I used the following simple examples to test the new features in this version of the compiler. The compiler will also compile all the examples in the earlier article: A Lisp compiler to ARM written in Lisp.

To compile a Lisp function you simply give the command compile followed by the name of the function; for example, to compile the factor function:

(compile 'factor)

Factor

This function takes a simple approach to finding the least prime factor of a number by testing candidate factors up to the square root of the number. It uses the new features of the compiler: let, loop, return, when, and mod:

(defun factor (n)
  (let ((d 2) (i 1))
    (loop
     (when (> (* d d) n) (return n))
     (when (zerop (mod n d)) (return d))
     (setq d (+ d i)) (setq i 2))))

Lisp version:

> (time (factor 2147302777))
46327
Time: 5.3 s

Compiled version:

> (time (factor 2147302777))
46327
Time: 24 ms

Subset Sum problem

This is an NP-hard problem that can only be solved by an exhaustive search (see Subset sum problem on Wikipedia). The problem is as follows: given a list of integers and a target total, find whether the target can be reached by summing a subset of the integers.
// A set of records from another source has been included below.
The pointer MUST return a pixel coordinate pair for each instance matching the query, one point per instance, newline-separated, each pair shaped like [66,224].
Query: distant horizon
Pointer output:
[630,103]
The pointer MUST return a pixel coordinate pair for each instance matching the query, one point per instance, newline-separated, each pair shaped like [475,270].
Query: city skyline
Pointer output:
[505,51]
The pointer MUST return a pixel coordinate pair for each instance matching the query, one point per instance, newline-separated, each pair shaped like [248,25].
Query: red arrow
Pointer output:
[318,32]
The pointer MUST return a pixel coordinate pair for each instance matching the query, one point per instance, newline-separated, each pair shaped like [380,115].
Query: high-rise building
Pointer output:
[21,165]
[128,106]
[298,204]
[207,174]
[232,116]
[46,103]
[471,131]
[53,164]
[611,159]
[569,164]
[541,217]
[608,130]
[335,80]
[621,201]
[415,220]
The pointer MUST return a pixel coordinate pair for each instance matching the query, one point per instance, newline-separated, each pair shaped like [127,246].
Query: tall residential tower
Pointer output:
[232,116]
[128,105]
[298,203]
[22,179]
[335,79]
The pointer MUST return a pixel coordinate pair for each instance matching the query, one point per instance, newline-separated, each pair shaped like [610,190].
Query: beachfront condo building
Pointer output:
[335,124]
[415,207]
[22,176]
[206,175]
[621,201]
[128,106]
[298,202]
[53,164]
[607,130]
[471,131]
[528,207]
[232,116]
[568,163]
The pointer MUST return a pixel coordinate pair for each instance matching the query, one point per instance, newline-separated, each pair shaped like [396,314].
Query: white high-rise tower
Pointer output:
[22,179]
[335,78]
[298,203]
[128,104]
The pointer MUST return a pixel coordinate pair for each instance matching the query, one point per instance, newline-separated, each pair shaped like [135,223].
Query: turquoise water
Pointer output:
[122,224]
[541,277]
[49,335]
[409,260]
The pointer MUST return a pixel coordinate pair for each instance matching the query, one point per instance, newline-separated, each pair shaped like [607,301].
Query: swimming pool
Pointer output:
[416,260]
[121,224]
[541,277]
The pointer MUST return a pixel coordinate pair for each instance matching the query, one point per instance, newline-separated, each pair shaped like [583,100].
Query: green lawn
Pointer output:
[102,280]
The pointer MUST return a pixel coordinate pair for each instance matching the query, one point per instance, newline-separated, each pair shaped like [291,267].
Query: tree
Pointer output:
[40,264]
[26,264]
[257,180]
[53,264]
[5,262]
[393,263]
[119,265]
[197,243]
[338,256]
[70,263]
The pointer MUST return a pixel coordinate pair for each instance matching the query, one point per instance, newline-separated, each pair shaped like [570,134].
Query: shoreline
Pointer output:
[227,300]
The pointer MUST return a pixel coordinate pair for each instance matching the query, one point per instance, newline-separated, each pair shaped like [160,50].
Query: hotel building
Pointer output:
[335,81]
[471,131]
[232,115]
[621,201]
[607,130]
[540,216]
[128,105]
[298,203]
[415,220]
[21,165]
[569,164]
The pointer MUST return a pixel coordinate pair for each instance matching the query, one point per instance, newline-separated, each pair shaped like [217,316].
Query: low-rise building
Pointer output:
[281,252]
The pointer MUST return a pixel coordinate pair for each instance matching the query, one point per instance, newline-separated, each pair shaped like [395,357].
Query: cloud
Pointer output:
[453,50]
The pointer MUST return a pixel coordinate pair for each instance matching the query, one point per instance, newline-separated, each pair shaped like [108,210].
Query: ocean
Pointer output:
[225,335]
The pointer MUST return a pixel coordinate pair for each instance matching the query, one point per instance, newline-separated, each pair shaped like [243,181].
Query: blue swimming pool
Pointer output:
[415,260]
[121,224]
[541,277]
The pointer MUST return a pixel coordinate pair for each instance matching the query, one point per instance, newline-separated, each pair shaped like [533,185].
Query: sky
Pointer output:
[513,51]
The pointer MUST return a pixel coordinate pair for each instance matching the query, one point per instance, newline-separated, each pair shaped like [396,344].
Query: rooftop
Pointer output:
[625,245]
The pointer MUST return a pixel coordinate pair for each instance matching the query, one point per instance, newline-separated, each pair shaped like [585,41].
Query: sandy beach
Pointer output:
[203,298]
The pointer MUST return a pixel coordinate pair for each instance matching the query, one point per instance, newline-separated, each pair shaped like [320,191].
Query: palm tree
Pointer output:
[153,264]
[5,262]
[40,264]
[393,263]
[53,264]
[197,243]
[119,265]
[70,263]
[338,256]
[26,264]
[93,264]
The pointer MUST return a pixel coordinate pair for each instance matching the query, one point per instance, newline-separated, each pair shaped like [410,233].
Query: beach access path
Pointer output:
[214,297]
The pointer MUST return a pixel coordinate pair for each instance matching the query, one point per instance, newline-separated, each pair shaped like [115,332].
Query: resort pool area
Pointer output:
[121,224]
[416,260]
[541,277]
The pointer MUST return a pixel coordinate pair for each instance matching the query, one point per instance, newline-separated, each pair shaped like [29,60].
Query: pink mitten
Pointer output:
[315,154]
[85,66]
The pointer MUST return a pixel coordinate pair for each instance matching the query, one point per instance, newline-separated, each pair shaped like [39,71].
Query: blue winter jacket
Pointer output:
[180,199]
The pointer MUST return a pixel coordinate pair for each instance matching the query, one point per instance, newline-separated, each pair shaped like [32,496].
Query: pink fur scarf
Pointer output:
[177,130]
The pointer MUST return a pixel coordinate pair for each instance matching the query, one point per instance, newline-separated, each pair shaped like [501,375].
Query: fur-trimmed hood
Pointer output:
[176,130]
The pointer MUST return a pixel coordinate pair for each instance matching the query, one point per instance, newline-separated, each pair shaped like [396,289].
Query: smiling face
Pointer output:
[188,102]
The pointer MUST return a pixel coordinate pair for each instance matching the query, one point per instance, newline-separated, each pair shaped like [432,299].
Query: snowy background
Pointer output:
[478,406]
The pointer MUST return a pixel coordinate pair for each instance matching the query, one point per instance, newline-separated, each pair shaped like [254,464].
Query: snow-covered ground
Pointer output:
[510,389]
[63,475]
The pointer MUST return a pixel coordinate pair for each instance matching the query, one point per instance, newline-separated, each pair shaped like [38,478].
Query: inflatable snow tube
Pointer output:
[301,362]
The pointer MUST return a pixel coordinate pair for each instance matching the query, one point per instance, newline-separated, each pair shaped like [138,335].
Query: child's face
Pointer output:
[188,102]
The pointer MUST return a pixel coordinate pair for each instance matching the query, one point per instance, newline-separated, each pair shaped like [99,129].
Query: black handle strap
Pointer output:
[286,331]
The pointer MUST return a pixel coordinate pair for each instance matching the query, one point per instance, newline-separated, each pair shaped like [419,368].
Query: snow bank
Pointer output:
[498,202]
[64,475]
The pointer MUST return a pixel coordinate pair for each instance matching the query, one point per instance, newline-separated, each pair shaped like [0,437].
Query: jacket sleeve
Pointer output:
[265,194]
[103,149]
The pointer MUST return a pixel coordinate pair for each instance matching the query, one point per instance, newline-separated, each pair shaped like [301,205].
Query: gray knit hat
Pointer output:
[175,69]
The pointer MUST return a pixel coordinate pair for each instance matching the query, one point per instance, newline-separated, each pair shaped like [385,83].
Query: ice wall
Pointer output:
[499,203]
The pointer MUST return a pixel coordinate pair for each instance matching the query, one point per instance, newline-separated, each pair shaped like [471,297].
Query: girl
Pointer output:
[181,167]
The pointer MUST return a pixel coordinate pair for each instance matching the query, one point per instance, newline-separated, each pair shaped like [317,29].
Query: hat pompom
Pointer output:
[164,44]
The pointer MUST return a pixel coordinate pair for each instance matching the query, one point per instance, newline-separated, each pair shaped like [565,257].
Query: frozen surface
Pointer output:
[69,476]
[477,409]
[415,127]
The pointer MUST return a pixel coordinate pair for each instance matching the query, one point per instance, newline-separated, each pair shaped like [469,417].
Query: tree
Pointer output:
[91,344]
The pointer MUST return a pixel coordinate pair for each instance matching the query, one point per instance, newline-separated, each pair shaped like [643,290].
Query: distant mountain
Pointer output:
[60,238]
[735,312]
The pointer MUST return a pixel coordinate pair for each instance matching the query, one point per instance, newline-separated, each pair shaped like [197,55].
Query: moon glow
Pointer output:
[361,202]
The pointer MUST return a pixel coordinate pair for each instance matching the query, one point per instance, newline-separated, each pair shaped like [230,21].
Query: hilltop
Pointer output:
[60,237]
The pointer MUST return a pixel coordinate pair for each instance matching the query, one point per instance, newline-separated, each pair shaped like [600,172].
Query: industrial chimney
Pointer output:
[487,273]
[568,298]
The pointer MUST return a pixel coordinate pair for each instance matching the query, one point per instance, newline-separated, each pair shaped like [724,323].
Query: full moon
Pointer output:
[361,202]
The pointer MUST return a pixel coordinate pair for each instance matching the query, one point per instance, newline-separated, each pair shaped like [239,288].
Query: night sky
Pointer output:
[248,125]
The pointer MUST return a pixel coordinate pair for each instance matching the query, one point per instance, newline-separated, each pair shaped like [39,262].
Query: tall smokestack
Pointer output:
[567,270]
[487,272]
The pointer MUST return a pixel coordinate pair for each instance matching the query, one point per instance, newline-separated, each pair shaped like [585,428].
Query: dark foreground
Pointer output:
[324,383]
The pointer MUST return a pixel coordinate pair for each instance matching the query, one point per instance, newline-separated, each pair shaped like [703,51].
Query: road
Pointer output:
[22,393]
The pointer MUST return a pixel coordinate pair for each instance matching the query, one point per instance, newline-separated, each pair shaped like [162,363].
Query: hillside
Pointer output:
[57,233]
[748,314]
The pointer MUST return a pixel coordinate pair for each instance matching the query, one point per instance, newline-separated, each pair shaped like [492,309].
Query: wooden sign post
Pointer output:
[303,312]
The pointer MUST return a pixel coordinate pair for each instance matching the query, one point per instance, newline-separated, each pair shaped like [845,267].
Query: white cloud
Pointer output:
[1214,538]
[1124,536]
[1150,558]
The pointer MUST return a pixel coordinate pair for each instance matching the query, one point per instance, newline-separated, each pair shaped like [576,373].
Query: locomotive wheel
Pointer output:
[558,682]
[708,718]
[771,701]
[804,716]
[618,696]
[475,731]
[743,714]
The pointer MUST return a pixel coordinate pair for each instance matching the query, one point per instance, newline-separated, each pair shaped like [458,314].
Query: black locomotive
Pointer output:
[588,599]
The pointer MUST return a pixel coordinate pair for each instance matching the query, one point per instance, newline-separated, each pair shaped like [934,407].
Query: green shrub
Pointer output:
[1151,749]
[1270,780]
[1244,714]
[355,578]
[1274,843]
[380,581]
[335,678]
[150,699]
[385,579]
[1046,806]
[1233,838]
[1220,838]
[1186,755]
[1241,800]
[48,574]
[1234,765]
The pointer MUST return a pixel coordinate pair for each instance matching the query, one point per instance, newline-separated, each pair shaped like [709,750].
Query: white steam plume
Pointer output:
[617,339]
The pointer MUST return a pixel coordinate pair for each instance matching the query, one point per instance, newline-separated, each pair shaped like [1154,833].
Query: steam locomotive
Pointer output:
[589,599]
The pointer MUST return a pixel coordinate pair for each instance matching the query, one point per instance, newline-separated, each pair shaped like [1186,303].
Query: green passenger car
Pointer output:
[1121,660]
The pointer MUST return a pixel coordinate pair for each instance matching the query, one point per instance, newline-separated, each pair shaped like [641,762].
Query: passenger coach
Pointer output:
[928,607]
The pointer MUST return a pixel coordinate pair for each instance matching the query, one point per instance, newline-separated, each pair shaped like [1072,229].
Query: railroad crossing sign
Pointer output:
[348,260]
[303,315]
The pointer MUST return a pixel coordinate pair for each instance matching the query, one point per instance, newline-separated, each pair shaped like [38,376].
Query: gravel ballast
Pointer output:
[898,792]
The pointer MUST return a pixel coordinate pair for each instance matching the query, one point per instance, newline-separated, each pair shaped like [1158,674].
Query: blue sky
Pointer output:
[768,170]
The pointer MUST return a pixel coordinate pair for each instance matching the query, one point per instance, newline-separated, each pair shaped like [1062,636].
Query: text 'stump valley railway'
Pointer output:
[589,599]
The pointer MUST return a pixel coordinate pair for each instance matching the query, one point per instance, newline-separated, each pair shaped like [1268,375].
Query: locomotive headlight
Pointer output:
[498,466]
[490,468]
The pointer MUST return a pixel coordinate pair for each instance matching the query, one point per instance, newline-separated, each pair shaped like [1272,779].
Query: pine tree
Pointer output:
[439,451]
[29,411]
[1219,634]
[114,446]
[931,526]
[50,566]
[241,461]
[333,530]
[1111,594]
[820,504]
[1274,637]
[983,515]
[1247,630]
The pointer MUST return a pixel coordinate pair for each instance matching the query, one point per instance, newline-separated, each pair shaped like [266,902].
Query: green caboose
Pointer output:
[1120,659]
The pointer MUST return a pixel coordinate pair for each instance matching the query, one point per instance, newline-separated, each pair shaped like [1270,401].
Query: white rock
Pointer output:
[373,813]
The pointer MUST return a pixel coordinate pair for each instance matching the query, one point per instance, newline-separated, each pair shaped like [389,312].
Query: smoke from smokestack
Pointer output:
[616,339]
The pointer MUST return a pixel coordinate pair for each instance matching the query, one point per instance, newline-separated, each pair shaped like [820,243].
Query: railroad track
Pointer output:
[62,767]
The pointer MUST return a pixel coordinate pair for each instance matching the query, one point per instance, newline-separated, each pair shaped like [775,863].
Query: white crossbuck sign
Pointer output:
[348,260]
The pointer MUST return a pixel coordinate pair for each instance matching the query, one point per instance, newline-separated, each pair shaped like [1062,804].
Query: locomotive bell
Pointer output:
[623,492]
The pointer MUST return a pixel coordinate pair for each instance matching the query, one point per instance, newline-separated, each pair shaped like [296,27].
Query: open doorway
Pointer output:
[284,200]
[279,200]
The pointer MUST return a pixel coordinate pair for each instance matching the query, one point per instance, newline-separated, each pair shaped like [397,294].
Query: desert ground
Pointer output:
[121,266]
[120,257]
The following recursive Lisp program solves the problem (see Recursive solution to Subset Sum on Lispology). It uses the new features of the compiler: nth and zerop :

(defun subsetsum-p (lis n sum)
  (if (zerop sum) t
    (if (zerop n) nil
      (if (> (nth (1- n) lis) sum) (subsetsum-p lis (1- n) sum)
        (or (subsetsum-p lis (1- n) sum)
          (subsetsum-p lis (1- n) (- sum (nth (1- n) lis))))))))

To test the function I used this list:

(defvar *lis* '(2 4 6 8 10 12 14 16 18 20 22 24 26 28 30))

Lisp version:

> (time (subsetsum-p *lis* (length *lis*) 200))
t
Time: 10.8 s

> (time (subsetsum-p *lis* (length *lis*) 199))
nil
Time: 21.5 s

Here I’ve contrived the list to only contain even numbers, so we can be sure that 199 will be unreachable.

Compiled version

The compiled version returns the numbers 0 for nil and 1 for t:

> (time (subsetsum-p *lis* (length *lis*) 200))
1
Time: 93 ms

> (time (subsetsum-p *lis* (length *lis*) 199))
0
Time: 93 ms

Exponentiation

The following function calculates x^y. The result must be a 32-bit integer. It uses the following new features: let, loop, return, zerop, oddp, and ash:

(defun iex (x y)
  (let ((e 1))
    (loop
     (when (zerop y) (return e))
     (when (oddp y) (setq e (* e x)))
     (setq x (* x x))
     (setq y (ash y -1)))))

Lisp version:

> (time (iex 7 11))
1977326743
Time: 1 ms

Compiled version

> (time (iex 7 11))
1977326743
Time: 0 ms

Reverse digits

This function reverses the digits of an integer:

(defun reversedigits (n)
  (let ((a 0))
    (loop
     (setq a (+ (* 10 a) (mod n 10)))
     (setq n (truncate n 10))
     (when (zerop n) (return a)))))

It uses the new features: let, loop, return, zerop, truncate, and mod:

Lisp version:

> (time (reversedigits 123456789))
987654321
Time: 2 ms

Compiled version

> (time (reversedigits 123456789))
987654321
Time: 0 ms

Compiler source

Here’s the source of this version of the compiler: Lisp compiler for ARM 2.

To use the compiler you also need to load the ARM assembler from: ARM assembler in uLisp.

The Thumb-2 extensions are included with the compiler.